10:12 pm on Apr 22, 2018 (gmt 0)

WebmasterWorld Senior Member 10+ Year Member Top Contributors Of The Month



Um, image search can now be found with "shopping ads" which pay Google as well. Not Google's images, but the image search results pages are with a shopping ad (sure not all the time, but it's coming more frequently), big long banner, show just below the search box and above the results (#shocked). Are you excluding shopping ads from this observation? I've concluded if there is a hint at monetization in any given search, Google will have something there to skim off it. So maybe what you're finding are areas (searches) that Google has yet to get to or these really are completely non profitable searches. They would know, that's for sure.
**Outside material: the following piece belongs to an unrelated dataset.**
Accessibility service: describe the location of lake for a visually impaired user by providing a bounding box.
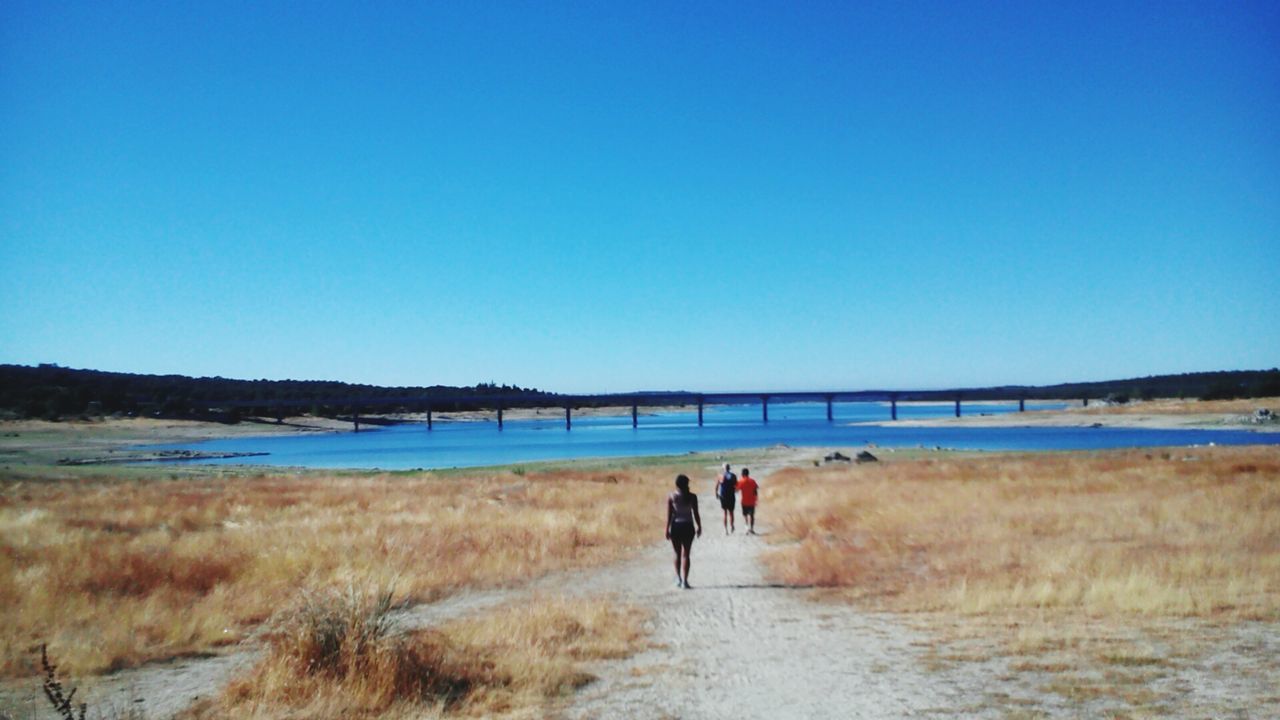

To your last point, as they will claim, it's what the users want. The users don't want to go out there or click links. It's about serving it up because hey, people want that! Just like they wanted all access to images which has since been squashed. People liked file sharing too, but those were shut down. People liked Torrents as well, but the industries had something to say about that too. It's not about what the people want, unless of course it scores brownie points. The legal stuff? That comes after serving the people what they want. Think how people cried when they couldn't get the easy access to the images. Imaging as well if YouTube had to stop uploads of copyrighted materials BEFORE rather than after it goes up. It's all for the people. People want easy and hey, who really cares about the content creators anyways. Certainly not the non content creators that's for certain.